各球団は高校トップ級評価 清原や鈴木誠を彷彿…中京・元謙太の秘めたる魅力とは

中京・元謙太(げん・けんだい)【写真:福岡吉央】
中京・元謙太(げん・けんだい)【写真:福岡吉央】

昨夏の甲子園で4強入り、準々決勝の作新学院戦では決勝打となる逆転満塁本塁打

 岐阜の中京高で二刀流選手としてプレーしてきた元謙太(げん・けんだい)内野手は、高校生トップクラスの評価を各球団から受けている。10月26日のドラフト会議では、野手としての指名が濃厚だ。2年生ながらレギュラーとして出場した昨夏の甲子園では4強入り。準々決勝の作新学院戦では、決勝打となる逆転満塁本塁打を放ち、その名を全国に轟かせた。一番の魅力は何か、ドラフト直前にインタビューを行った。

 岐阜県多治見市出身の元が、地元の少年野球チームで野球を始めたのは小3の時。球は速かったが、元の球を捕れる捕手がいなかったため、小5までは捕手だった。小6で投手に転向。好きな選手はヤンキース・田中将大だった。

 それまでは、警察官や消防士に憧れていた。だが、小6でドラゴンズジュニアに選ばれたことで、プロ野球選手を本気で目指そうと思うようになった。中学に入り、兄も通っていた岐阜東濃リトルシニアに進むと、かつて阪急で内野手としてプレーした今井茂総監督から指導を受けた。今でこそ186センチ、86キロの元だが、小学校卒業時は174センチ、55キロとかなりの細身だった。

 今井監督は、16年に中京からドラフト9位で日本ハムに指名された今井順之助内野手の父でもあった。順之助も岐阜東濃リトルシニアの出身で、順之助の高校時代、元は同じ施設でウエートトレーニングをしていた縁もあり、日本ハム入りする前までは、高校の先輩でもある順之助にも打撃を教えてもらっていたという。

 中京に進むと、1年夏から投手としてベンチ入り。2年夏に念願の甲子園出場を果たした。投手として、対戦した全4試合に登板し、打っても15打数5安打。準々決勝の作新学院戦では2度マウンドに上がり計4回2/3、2安打、無失点と好投し、1点ビハインドの8回には左翼ポール際に逆転満塁本塁打を放ち、チームを準決勝へと導いた。準決勝では奥川恭伸擁する星稜に敗れたが、2年生ながらその名は一気に全国区となった。

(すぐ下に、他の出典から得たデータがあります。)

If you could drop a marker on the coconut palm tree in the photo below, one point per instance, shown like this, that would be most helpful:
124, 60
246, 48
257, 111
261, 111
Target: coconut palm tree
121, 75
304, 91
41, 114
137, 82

「僕は観客が多ければ多いほど燃えるタイプ。そんなに緊張することはなかった。チャンスが来たら自分に回ってこいと思っていた。(本塁打も)どんな球を打ったのかも、覚えてないなくて、一塁を回ってスタンドに向かってガッツポーズした記憶しかないんです」

 だが、2年秋は県大会の3回戦で敗退。「疲労困憊で、サヨナラ死球を当てて終わった後、歩けなくなり、ベンチでも支えてもらっていました」。二刀流は体に負担となっていた。